By Zhang Zhouxiang | chinadaily.com.cn | Updated: 2021-02-03 17:07

Li Ziqi (right) and her grandmother. [Photo/Sina Weibo account of Li Ziqi]

On Tuesday, Guinness World Records announced through its official micro blog account that livestreaming star Li Ziqi had, with 14.1 million followers, beaten her own earlier record as the person with the most followers on the Chinese YouTube channel. 

On July 16, she had 11.4 million followers, also a record. She attracted so many followers in just four years, since debuting on the platform with her first short video, titled "Making a dress of grape skins", in 2017. In it, Li showed how she kept the skins of grape after eating the fruit, boiled them in water and used the emerging purple dye to color a dress.

Though she features on YouTube's Chinese channel, her appeal knows no boundaries, with viewers around the world commenting favorably under her videos.

What's the secret behind Li's mass appeal?

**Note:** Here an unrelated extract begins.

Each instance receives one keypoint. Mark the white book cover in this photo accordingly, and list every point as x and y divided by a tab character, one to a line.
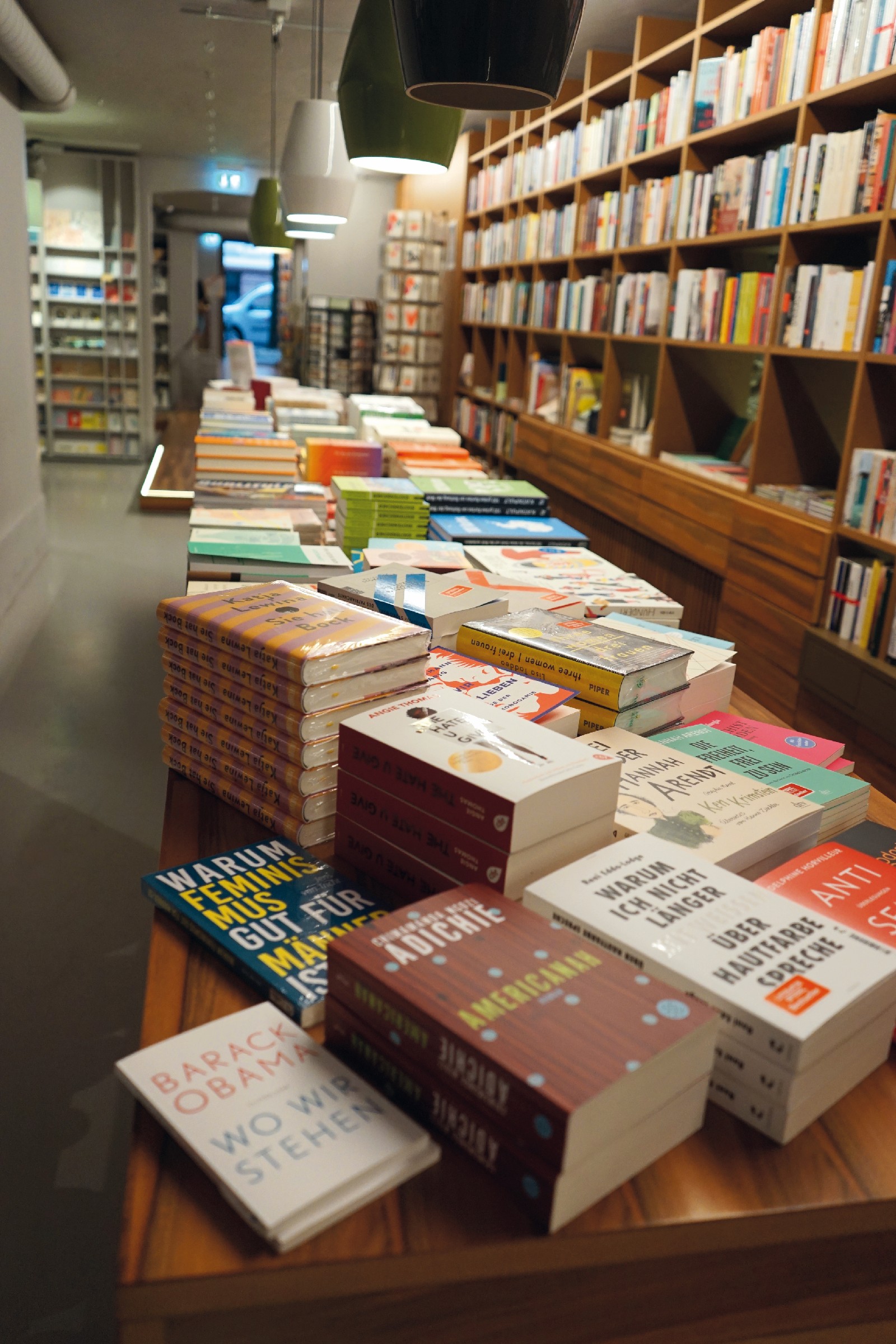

The answer lies in her style and content. Instead of preaching to her audiences, Li tells her story as it is, like, say, about growing beans, harvesting them, grinding them into powder and fermenting it to make bean sauce.
In another video Li shows how to make traditional Chinese ink, starting by burning wood, collecting the smoke, adding water to make a black paste and lastly using the handmade paste to draw on bamboos in the traditional Chinese way. That way she also ends up promoting traditional Chinese culture before a global audience.

However, what she promotes is often a legacy of the past; China is no longer how she depicts it in her videos. Chinese farmers now harvest crops with machines, not with hands, and have long been cooking with natural gas, instead of using wood.

All the progress that technology can bring has reached China, with 37,900 kilometers of high-speed railways, about 70 percent of the world's total, and 989 million internet users.

It is time for more Chinese individuals and media to learn from Li and draw a fuller portrait of modern China before the world.